4. Model Versatility and Novel Agentic Capabilities
InternVL3.5 extends functionality beyond conventional image-text tasks:
- GUI Interaction: Model variants are trained with data targeting graphical user interface elements, enabling comprehension and generation of GUI instructions, usable for automated interface navigation or manipulation.
- Embodied Agency: Model objectives and datasets accommodate agentic reasoning tasks, such as spatial navigation within virtual environments or desktop software.
- SVG Manipulation: Support for scalable vector graphics understanding and generation enables new applications in web automation and programmatic graphical design.
A plausible implication is that these capabilities position InternVL3.5 for robotics, digital assistants, and web agent workflows.
5. Performance Metrics and Benchmark Results
Quantitative assessments demonstrate significant improvements:
Model Variant | Parameters | Reasoning Gain vs Prior | Inference Speedup | Benchmark Examples | Notable Results |
---|---|---|---|---|---|
InternVL3.5-1B to 241B | 1B–241B | +10–16% | 4.05× | MMMU, MathVista | SOTA scores among open-source models, gap narrowed with GPT-5 |
InternVL3.5-241B-A28B | 241B | Competitive w/ GPT-5 | — | Multimodal/general/agentic | State-of-the-art on text, reasoning, GUI, embodied tasks |
InternVL3.5 consistently outperforms InternVL3, both in reasoning accuracy and computational efficiency (Wang et al., 25 Aug 2025).

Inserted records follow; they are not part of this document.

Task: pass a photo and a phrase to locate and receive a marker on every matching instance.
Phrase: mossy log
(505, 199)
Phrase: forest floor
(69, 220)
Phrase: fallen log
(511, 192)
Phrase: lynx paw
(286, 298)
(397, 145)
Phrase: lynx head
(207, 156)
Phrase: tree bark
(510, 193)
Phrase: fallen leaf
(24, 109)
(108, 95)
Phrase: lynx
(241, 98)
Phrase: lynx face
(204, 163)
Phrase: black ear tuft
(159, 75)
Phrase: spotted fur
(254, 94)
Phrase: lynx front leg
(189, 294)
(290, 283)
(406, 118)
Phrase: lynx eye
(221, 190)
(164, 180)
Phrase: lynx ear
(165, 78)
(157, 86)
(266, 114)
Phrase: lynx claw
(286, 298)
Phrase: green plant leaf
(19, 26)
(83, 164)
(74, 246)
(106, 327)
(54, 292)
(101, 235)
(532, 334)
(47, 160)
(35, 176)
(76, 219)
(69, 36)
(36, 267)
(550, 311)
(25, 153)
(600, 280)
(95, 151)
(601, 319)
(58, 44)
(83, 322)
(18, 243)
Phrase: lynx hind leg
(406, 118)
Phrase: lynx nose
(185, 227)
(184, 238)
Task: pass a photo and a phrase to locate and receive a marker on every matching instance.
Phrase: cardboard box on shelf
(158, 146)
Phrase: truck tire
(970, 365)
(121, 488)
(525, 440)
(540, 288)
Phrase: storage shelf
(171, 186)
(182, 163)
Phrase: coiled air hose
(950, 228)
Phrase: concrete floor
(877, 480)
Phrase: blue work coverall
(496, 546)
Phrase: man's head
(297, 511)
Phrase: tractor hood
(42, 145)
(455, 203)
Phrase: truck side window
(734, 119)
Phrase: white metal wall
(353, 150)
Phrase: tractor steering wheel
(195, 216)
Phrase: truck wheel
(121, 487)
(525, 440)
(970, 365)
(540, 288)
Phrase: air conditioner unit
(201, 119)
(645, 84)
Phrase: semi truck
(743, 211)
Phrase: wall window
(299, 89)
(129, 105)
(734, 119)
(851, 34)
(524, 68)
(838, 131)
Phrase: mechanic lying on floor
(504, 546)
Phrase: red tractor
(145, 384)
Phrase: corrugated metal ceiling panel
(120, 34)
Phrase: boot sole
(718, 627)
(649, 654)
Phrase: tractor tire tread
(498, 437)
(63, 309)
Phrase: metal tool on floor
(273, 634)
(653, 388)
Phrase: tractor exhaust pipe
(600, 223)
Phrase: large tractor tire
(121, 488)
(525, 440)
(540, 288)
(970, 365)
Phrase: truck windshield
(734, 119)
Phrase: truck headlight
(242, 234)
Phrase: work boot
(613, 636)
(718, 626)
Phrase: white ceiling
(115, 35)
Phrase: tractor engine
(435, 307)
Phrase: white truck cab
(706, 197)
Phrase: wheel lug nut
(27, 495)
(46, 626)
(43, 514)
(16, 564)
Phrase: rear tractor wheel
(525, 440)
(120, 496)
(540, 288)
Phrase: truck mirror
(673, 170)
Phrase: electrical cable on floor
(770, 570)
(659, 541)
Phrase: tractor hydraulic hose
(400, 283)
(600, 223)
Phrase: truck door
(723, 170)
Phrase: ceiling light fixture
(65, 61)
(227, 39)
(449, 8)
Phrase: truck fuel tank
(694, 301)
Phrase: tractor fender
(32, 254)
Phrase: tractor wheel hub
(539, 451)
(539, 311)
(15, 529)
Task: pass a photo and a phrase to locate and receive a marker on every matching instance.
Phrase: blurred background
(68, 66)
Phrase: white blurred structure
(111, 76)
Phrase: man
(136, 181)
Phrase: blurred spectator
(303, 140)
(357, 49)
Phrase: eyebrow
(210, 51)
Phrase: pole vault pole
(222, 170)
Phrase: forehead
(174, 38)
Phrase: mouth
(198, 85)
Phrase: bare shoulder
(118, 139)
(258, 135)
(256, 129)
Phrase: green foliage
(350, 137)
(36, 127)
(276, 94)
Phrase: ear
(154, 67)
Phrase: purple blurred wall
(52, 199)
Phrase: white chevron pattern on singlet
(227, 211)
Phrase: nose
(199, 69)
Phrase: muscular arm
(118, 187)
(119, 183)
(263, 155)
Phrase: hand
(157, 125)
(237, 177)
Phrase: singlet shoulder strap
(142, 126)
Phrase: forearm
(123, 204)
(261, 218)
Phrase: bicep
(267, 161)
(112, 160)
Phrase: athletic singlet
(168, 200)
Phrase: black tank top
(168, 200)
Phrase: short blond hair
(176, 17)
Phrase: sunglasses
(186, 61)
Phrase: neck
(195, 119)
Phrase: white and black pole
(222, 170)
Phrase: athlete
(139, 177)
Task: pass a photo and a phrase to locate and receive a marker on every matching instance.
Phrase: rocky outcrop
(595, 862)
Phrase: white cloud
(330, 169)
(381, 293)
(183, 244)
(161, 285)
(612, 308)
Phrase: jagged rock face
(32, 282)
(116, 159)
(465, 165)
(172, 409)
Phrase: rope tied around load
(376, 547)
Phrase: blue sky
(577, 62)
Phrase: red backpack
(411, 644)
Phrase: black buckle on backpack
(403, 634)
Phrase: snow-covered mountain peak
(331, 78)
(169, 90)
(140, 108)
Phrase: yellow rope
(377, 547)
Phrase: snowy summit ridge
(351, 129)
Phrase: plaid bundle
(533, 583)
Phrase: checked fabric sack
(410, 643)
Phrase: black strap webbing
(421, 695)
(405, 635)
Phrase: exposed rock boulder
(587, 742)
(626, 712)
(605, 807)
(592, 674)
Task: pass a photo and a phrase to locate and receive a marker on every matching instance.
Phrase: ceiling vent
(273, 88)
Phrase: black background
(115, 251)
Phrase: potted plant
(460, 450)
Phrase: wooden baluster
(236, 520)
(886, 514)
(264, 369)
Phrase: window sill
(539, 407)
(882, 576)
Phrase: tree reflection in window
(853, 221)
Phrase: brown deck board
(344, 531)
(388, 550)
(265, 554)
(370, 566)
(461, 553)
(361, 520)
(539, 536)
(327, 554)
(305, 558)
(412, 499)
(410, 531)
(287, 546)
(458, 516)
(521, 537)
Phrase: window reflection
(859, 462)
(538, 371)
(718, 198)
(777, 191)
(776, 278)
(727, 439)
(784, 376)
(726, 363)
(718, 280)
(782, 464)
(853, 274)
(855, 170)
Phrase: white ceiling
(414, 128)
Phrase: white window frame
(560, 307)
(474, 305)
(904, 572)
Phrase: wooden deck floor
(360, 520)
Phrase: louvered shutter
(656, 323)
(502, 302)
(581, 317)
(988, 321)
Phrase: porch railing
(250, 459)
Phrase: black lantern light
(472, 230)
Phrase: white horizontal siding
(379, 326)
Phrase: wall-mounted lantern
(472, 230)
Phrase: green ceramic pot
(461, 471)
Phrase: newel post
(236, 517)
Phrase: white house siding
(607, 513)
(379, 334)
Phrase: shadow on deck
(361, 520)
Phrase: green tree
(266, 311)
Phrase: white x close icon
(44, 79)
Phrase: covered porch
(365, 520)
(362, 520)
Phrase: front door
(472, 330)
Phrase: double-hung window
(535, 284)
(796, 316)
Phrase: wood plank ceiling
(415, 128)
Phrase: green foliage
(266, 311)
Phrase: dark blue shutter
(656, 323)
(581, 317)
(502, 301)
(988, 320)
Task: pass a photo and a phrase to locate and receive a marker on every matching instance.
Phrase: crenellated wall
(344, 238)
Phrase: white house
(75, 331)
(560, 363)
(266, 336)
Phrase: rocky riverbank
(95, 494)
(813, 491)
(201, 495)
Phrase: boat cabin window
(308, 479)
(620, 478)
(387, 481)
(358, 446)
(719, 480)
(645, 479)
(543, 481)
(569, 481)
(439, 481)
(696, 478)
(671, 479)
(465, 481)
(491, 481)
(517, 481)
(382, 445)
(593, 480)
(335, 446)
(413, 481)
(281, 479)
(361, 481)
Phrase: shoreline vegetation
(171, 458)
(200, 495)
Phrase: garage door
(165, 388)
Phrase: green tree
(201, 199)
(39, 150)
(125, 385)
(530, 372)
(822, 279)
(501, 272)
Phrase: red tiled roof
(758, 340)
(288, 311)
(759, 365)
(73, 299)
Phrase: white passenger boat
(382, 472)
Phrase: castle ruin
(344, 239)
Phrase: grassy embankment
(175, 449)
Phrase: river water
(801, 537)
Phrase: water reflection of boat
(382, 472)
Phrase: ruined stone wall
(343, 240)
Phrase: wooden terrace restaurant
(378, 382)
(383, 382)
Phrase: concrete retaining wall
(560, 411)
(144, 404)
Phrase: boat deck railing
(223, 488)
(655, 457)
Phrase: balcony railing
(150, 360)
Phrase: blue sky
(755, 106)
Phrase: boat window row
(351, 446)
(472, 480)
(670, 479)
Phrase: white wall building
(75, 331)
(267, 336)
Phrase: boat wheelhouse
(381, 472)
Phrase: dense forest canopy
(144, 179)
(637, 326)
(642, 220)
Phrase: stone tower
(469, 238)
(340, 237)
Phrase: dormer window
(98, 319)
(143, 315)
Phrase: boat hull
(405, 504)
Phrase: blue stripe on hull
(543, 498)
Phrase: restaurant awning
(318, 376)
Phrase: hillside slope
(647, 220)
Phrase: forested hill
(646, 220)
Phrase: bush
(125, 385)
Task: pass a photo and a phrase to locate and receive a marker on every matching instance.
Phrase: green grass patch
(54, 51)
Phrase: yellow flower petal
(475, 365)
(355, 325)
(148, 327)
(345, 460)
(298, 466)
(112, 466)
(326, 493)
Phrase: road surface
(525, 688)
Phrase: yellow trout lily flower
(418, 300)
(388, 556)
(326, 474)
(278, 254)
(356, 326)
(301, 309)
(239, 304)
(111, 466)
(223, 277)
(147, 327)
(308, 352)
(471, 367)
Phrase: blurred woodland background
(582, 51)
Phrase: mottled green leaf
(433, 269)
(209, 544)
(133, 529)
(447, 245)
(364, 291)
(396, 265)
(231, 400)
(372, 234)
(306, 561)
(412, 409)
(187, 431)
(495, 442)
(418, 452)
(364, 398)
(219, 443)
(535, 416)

Performance evaluations on the MMMU and MathVista benchmarks demonstrate narrowed gaps with leading proprietary architectures.
6. Architecture and Release
InternVL3.5 encompasses dense and mixture-of-experts (MoE) architectures, ranging from 1B to 241B parameters. The largest configuration, InternVL3.5-241B-A28B, employs expansive vision encoding and LLMing capacity, yielding top-tier results across a spectrum of tasks.
All models, code, training recipes (including Cascade RL and ViR), and deployment instructions are publicly released, enabling full reproducibility and community extension. The open-source commitment is intended to facilitate both benchmarking and further advances in multimodal AI systems.
7. Context and Implications within the InternVL Series
InternVL3.5 synthesizes elements from previous InternVL releases: the token efficiency strategies discovered in InternVL-X (Lu et al., 27 Mar 2025), the native multimodal pre-training paradigm of InternVL3 (Zhu et al., 14 Apr 2025), and fine-tuning heuristics from the broader literature. Its innovations in reinforcement learning, adaptive visual token compression, and distributed deployment collectively set new standards for open-source MLLMs.
This suggests ongoing research will further explore modularity in token routing, dynamic agentic reasoning, and scalable systems design for multimodal models. InternVL3.5’s capabilities and public resources provide a foundation for these developments in both academic and applied machine intelligence.